Hard at work getting a new catalog together before we leave for vacation next week. And it is even more humid than yesterday -such a thing should not be possible; yesterday it was so humid that there were fish swimming along 3-feet above the damned lawn.

What does Emma, Lady Hamilton, have to do with this? Well, all together now-

NOT A DAMN THING!

It's too humid to write anything, so I went digging in the joke bin-

One day at a busy airport, the passengers on a commercial airliner are seated, waiting for the cockpit crew to show up so they can get under way. The pilot and co-pilot finally appear in the rear of the plane, and begin walking up to the cockpit through the center aisle. Both appear to be blind. The pilot is using a white cane, bumping into passengers right and left as he stumbles down the aisle, and the co-pilot is using a guide dog. Both have their eyes covered with huge sunglasses.
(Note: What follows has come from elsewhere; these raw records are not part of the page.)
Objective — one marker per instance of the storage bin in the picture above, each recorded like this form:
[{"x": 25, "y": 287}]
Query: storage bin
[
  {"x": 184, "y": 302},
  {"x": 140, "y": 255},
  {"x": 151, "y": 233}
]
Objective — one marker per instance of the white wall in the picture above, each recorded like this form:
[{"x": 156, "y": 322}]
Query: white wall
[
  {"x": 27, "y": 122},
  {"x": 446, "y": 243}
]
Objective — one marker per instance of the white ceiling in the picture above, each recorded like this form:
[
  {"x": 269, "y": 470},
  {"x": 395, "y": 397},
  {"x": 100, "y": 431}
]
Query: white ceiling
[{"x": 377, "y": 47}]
At first the passengers do not react; thinking that it must be some sort of practical joke. However, after a few minutes the engines start spooling up and the airplane starts moving down the runway. The passengers look at each other with some uneasiness, whispering among themselves and looking desperately to the stewardesses for reassurance.

Then the airplane starts accelerating rapidly and people begin panicking. Some passengers are praying, and as the plane gets closer and closer to the end of the runway, the voices are becoming more and more hysterical. Finally, when the airplane has less than 20 feet of runway left, there is a sudden change in the pitch of the shouts as everyone screams at once, and at the very last moment the airplane lifts off and is airborne.

Up in the cockpit, the co-pilot breathes a sigh of relief and turns to the Captain, "You know," he says, "one of these days the passengers aren't going to scream, and we're gonna get killed!